From the Ashes
Page 25
Something screeched in the dark. It caused Monday to jerk in surprise, until he realized he knew that sound—the whine of nails being pried loose from wooden planks. It came again and again, until his maddened brain thought it might go on forever. When at last it ceased, there came a groan of wood and the blessed scent of fresh air.
Monday squinted against a blazing light that threatened to sear his eyes.
“Sorry.” Laney withdrew the lantern in her hand from Monday’s sight so that he stared up at a blanket of stars in the heavens and her alluring outline towering above him. Driscoll’s thin silhouette loomed next to hers, a hammer in his hand.
“What happened?” Monday tried to firm his voice but couldn’t raise it above a hoarse whisper.
Laney crouched next to him, setting aside a long-handled shovel. “The CEO thought he had killed you. Your heart stopped, but that happens sometimes when the blood takes hold. Managers always come back.”
Monday struggled up to a sitting position. His limbs might as well have been made of moss for all their strength. He tried to stand, but couldn’t.
“Don’t.” Laney pressed him back into the coffin. “You’re bound to be weak. Here, eat this.” She handed him a strip of beef jerky.
The scent of it made Monday’s head swim, and though he hadn’t noticed it in the darkness, he now recognized the gnawing hunger in his belly. No, not hunger. This feeling went beyond a mere desire for food, it bordered on an insane desperation, a ravening. Hands shaking, breath ragged in his throat, he snatched the morsel and scarfed it down, barely taking the time to chew, so urgent was his appetite.
Laney handed him a canteen filled with tepid water. He guzzled from it for several seconds, but the need for food outweighed his thirst. “Have you got more?”

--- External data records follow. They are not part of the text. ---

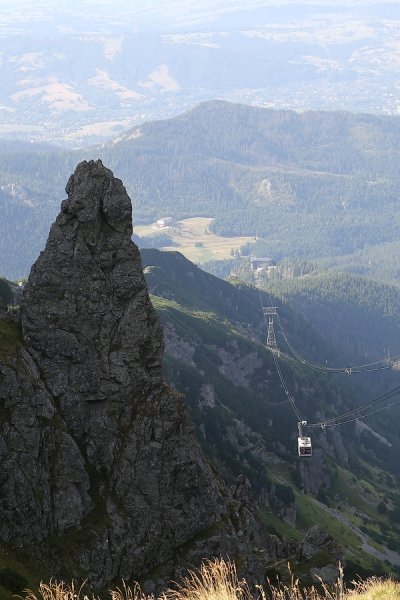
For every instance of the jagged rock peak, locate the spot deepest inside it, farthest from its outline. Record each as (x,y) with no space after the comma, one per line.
(108,451)
(86,313)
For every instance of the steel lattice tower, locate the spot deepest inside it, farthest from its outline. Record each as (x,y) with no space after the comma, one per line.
(271,339)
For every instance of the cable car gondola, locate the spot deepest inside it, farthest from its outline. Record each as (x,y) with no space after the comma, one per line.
(303,443)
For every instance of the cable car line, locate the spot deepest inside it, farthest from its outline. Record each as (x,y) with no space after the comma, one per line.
(338,370)
(304,443)
(370,404)
(323,425)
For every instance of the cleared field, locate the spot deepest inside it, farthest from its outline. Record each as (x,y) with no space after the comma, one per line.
(186,233)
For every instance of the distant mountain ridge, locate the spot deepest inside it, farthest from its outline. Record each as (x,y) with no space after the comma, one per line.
(309,185)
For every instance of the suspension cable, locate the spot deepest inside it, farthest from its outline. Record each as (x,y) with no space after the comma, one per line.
(338,370)
(283,382)
(334,420)
(323,425)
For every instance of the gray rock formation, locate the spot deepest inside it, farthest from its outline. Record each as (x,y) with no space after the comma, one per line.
(97,454)
(3,308)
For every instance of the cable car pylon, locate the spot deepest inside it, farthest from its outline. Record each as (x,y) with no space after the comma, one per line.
(270,311)
(303,442)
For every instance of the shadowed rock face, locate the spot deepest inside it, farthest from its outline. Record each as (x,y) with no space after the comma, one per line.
(95,449)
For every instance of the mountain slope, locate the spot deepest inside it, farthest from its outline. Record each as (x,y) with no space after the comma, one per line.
(244,423)
(313,184)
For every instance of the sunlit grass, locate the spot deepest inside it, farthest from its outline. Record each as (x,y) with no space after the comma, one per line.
(218,580)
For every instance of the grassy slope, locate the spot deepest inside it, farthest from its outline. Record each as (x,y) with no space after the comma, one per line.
(346,506)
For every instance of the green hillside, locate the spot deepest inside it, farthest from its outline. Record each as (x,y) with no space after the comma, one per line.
(309,185)
(215,355)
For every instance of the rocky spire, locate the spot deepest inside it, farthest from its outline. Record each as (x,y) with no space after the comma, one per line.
(95,449)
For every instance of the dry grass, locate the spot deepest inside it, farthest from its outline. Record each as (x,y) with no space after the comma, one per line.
(218,580)
(215,580)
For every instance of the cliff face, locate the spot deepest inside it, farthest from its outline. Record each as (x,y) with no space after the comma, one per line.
(97,455)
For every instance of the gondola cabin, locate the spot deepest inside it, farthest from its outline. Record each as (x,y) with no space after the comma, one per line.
(304,446)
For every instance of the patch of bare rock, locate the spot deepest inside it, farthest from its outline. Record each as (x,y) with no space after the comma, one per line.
(97,454)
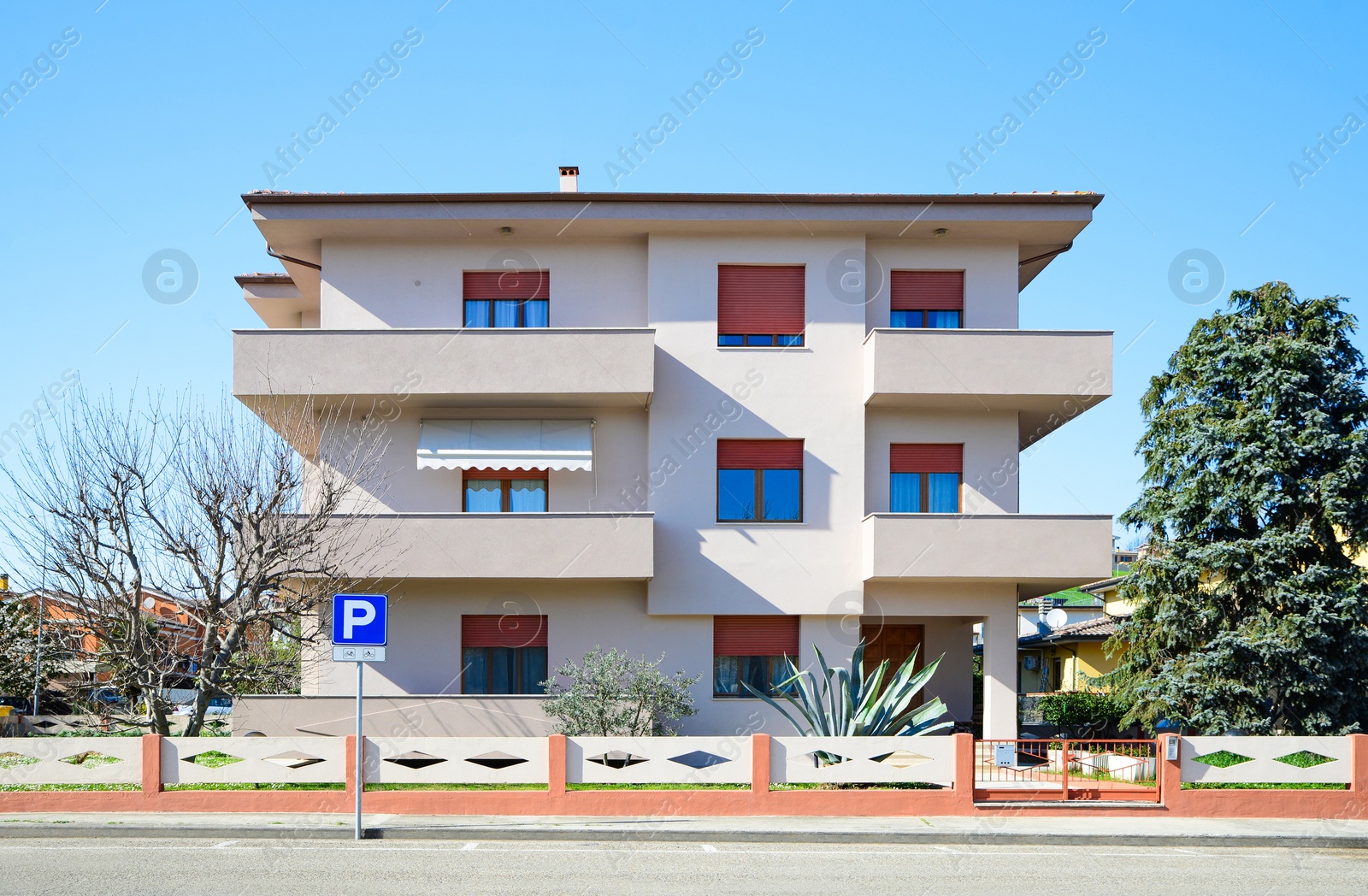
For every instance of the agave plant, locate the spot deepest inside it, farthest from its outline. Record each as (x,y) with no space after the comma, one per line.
(852,704)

“Lots.” She handed him several more strips along with a hunk of cheese she had brought, wrapped in oilcloth.
Monday ate them, washing the meal down with gulps of water to slake his thirst between bites. He had never known a meal as satisfying as that first one upon waking in his coffin under the stars.
“The blood demands sustenance when we’re injured.” Laney took the canteen from Monday and wiped his chin with the edge of her skirt.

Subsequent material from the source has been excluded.